2/18/11

INDUSTRIAL FOOD REVISITED


I'm tired, cranky, bitchy, and I want to throw everyone out the window. Not too long after the first blizzard here in jan in NYC I decided to see what would happen if I fully went back to conventional food. I decided to give myself 30 days to the experiment. 40lbs later!!!!!!!!!!
I have to take an antihistamine if I eat fruits or veggies. My stomach is swollen and hardened.

What's the difference in my diet?
Let's start with breakfast. Organic breakfast is 1lb of eggs with cheese. Industrial breakfast is three eggs with cheese.
Lunch is a fresh rosemary wrap with either chicken, carrots, 2 triangles of cheese, onions, olives, cabbage, and some pesto. Organic lunch is Chipotle's enormous burrito with chicken, extra cheese, guacamole, lettuce, peppers......a 350 calorie difference.
Dinner is still usually fish or chicken, but now I've added various vegetables to it.

Basically I'm eating smaller quantities and 100's of calories less and gaining massive amounts of weight. My hands are so swollen right now I'm surprised I can even type.
I got so depressed the other day I finally went for the sweet potato fries with the wrap. How is a person who was so together so out of control?

So now in the last week I'm craving junk, I haven't worked out, and I want to curl up into a ball and disappear. Who is this person???
I feel like Susan Powter screaming STOP THE INSANITY! As I saw the weight packing on I decided to order SENSA advertised all over the internet. It's a shaker you shake all over your food. I couldn't last even 4 days with it. I felt like the girl who turned into a blueberry from chewing gum that Willy Wonka told her not to chew. I even emailed them to tell them I had a reaction, but no one got back to me. What is in that stuff?!!!

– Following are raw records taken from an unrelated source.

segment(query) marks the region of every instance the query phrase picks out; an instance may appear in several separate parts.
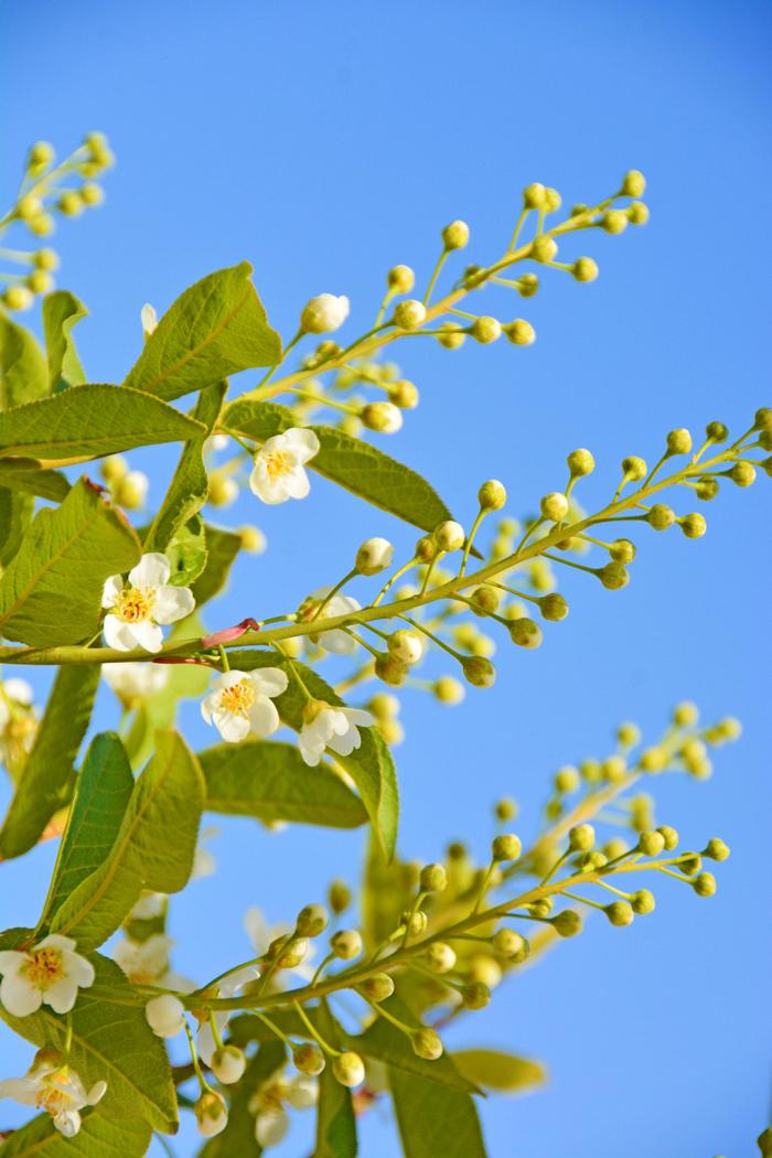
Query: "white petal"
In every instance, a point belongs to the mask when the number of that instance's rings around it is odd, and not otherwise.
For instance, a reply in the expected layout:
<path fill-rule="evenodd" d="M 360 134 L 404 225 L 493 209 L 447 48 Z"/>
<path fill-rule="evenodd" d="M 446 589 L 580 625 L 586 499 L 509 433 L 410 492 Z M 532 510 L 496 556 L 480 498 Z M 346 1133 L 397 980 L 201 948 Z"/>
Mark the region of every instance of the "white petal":
<path fill-rule="evenodd" d="M 169 582 L 170 574 L 171 567 L 166 555 L 150 551 L 128 572 L 128 582 L 132 587 L 162 587 Z"/>
<path fill-rule="evenodd" d="M 257 692 L 271 697 L 280 696 L 282 691 L 287 690 L 289 683 L 287 673 L 282 672 L 280 667 L 258 668 L 250 673 L 249 679 Z"/>
<path fill-rule="evenodd" d="M 102 588 L 102 607 L 115 607 L 123 589 L 124 581 L 120 576 L 110 576 L 109 579 L 105 579 Z"/>
<path fill-rule="evenodd" d="M 156 623 L 176 623 L 184 620 L 196 607 L 189 587 L 159 587 L 153 600 L 153 618 Z"/>

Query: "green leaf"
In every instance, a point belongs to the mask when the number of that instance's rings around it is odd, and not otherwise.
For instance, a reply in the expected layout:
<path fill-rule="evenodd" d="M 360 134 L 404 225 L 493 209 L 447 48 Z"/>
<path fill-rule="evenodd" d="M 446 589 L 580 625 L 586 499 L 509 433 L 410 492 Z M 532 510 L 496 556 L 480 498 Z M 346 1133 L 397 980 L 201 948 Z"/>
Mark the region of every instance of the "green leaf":
<path fill-rule="evenodd" d="M 47 393 L 49 372 L 36 339 L 0 314 L 0 410 L 34 402 Z"/>
<path fill-rule="evenodd" d="M 199 1158 L 241 1158 L 242 1155 L 259 1158 L 264 1151 L 255 1139 L 255 1116 L 249 1112 L 249 1104 L 258 1086 L 277 1072 L 286 1056 L 282 1042 L 275 1038 L 260 1046 L 249 1061 L 242 1080 L 227 1091 L 230 1094 L 228 1124 L 199 1150 Z"/>
<path fill-rule="evenodd" d="M 183 442 L 200 432 L 200 423 L 160 398 L 93 382 L 0 413 L 0 457 L 65 466 L 135 446 Z"/>
<path fill-rule="evenodd" d="M 287 673 L 289 686 L 278 696 L 275 705 L 285 724 L 300 732 L 302 727 L 303 706 L 307 695 L 297 673 L 315 699 L 324 699 L 329 704 L 340 705 L 343 701 L 334 694 L 316 672 L 296 660 L 277 660 L 271 652 L 257 648 L 236 648 L 230 653 L 230 666 L 234 670 L 250 672 L 258 667 L 281 667 Z M 397 826 L 399 821 L 399 793 L 397 772 L 391 753 L 375 727 L 360 728 L 361 746 L 351 756 L 336 756 L 336 761 L 345 768 L 354 780 L 362 802 L 367 809 L 370 823 L 381 842 L 384 853 L 391 858 L 397 843 Z"/>
<path fill-rule="evenodd" d="M 134 777 L 119 736 L 115 732 L 95 735 L 75 782 L 75 796 L 38 929 L 50 922 L 67 896 L 110 855 L 133 787 Z"/>
<path fill-rule="evenodd" d="M 32 521 L 31 494 L 0 486 L 0 567 L 7 567 Z"/>
<path fill-rule="evenodd" d="M 198 761 L 176 732 L 160 732 L 156 750 L 137 780 L 109 857 L 74 889 L 51 931 L 84 950 L 110 937 L 144 888 L 178 893 L 193 866 L 204 807 Z"/>
<path fill-rule="evenodd" d="M 28 939 L 28 930 L 12 930 L 0 936 L 0 950 L 17 948 Z M 115 961 L 95 953 L 91 963 L 94 985 L 80 990 L 72 1012 L 73 1069 L 87 1090 L 95 1082 L 108 1083 L 100 1115 L 140 1117 L 156 1130 L 174 1134 L 177 1098 L 163 1042 L 150 1029 L 144 1004 Z M 67 1021 L 49 1005 L 23 1018 L 12 1017 L 0 1005 L 0 1017 L 35 1046 L 64 1047 Z"/>
<path fill-rule="evenodd" d="M 78 1146 L 79 1158 L 142 1158 L 150 1144 L 153 1128 L 147 1122 L 116 1122 L 104 1117 L 98 1108 L 82 1112 L 78 1141 L 65 1138 L 57 1130 L 50 1114 L 38 1114 L 21 1129 L 14 1130 L 6 1142 L 0 1142 L 0 1158 L 73 1158 Z"/>
<path fill-rule="evenodd" d="M 338 1036 L 339 1027 L 331 1017 L 326 1002 L 321 1003 L 315 1021 L 325 1041 Z M 356 1120 L 351 1090 L 340 1085 L 331 1065 L 324 1067 L 318 1080 L 314 1158 L 355 1158 Z"/>
<path fill-rule="evenodd" d="M 420 1020 L 412 1010 L 399 998 L 398 991 L 382 1002 L 388 1013 L 391 1013 L 399 1021 L 412 1028 L 420 1028 Z M 356 1036 L 347 1036 L 346 1045 L 350 1049 L 366 1057 L 374 1057 L 378 1062 L 400 1070 L 404 1073 L 414 1076 L 417 1079 L 439 1083 L 450 1090 L 461 1093 L 479 1093 L 473 1082 L 468 1080 L 456 1069 L 448 1054 L 442 1054 L 436 1061 L 429 1062 L 425 1057 L 418 1057 L 413 1053 L 413 1047 L 400 1029 L 391 1025 L 385 1018 L 377 1018 L 365 1033 Z"/>
<path fill-rule="evenodd" d="M 49 353 L 49 382 L 53 394 L 86 381 L 83 367 L 75 351 L 73 327 L 88 310 L 68 290 L 57 290 L 43 299 L 43 332 Z"/>
<path fill-rule="evenodd" d="M 89 639 L 104 580 L 131 570 L 139 554 L 123 515 L 81 479 L 61 506 L 38 511 L 3 573 L 0 633 L 34 647 Z"/>
<path fill-rule="evenodd" d="M 53 503 L 60 503 L 69 492 L 64 475 L 42 469 L 35 459 L 0 459 L 0 485 Z"/>
<path fill-rule="evenodd" d="M 361 800 L 334 772 L 308 768 L 297 748 L 275 741 L 218 743 L 199 753 L 206 808 L 228 816 L 256 816 L 328 828 L 356 828 L 367 820 Z"/>
<path fill-rule="evenodd" d="M 203 426 L 200 434 L 185 442 L 169 490 L 145 537 L 147 551 L 163 551 L 177 530 L 204 506 L 209 479 L 204 462 L 204 445 L 218 420 L 227 382 L 199 395 L 193 417 Z"/>
<path fill-rule="evenodd" d="M 241 550 L 241 535 L 206 525 L 206 566 L 192 586 L 196 606 L 219 595 Z"/>
<path fill-rule="evenodd" d="M 238 398 L 226 406 L 222 422 L 260 441 L 297 425 L 286 406 Z M 324 478 L 421 530 L 434 530 L 451 518 L 434 488 L 410 467 L 332 426 L 309 428 L 319 440 L 319 453 L 308 466 Z"/>
<path fill-rule="evenodd" d="M 471 1094 L 403 1069 L 388 1073 L 405 1158 L 486 1158 Z"/>
<path fill-rule="evenodd" d="M 461 1049 L 453 1060 L 464 1077 L 486 1090 L 520 1093 L 546 1082 L 546 1070 L 541 1062 L 498 1049 Z"/>
<path fill-rule="evenodd" d="M 97 665 L 59 668 L 35 746 L 0 829 L 0 859 L 31 849 L 54 812 L 67 802 L 98 683 Z"/>
<path fill-rule="evenodd" d="M 271 329 L 241 262 L 201 278 L 177 298 L 145 343 L 126 386 L 171 401 L 255 366 L 275 366 L 281 338 Z"/>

The reason I took industrial food detour boys and girls is because I hated how obsessed I had to be about the source of my food. I hated that I was excluded on so many social occasions or felt that I had to exclude myself so that I could avoid talking about it. Who knew food was such a central part of our lives? I hated that I felt like an outcast and the work that I had to put into it. But you know what? I'm trading it all back in for organic because nothing felt as good as organic did. I think my body's not going to give me a choice anyway. ooooh forgot to mention the ghastly breakouts I had. Really not good for business!

So the final chapter of this story is if I go back to that big burrito pictured there on the left will I lose the weight? Will it fall off as fast if at all? I'm just working organic back into the diet again. I've been so depressed that it is taking every ounce of effort to get back there again.

Thanks to all of you who have been following me on this journey by the way. Your messages are encouraging and I know we can change our food around to make everything better!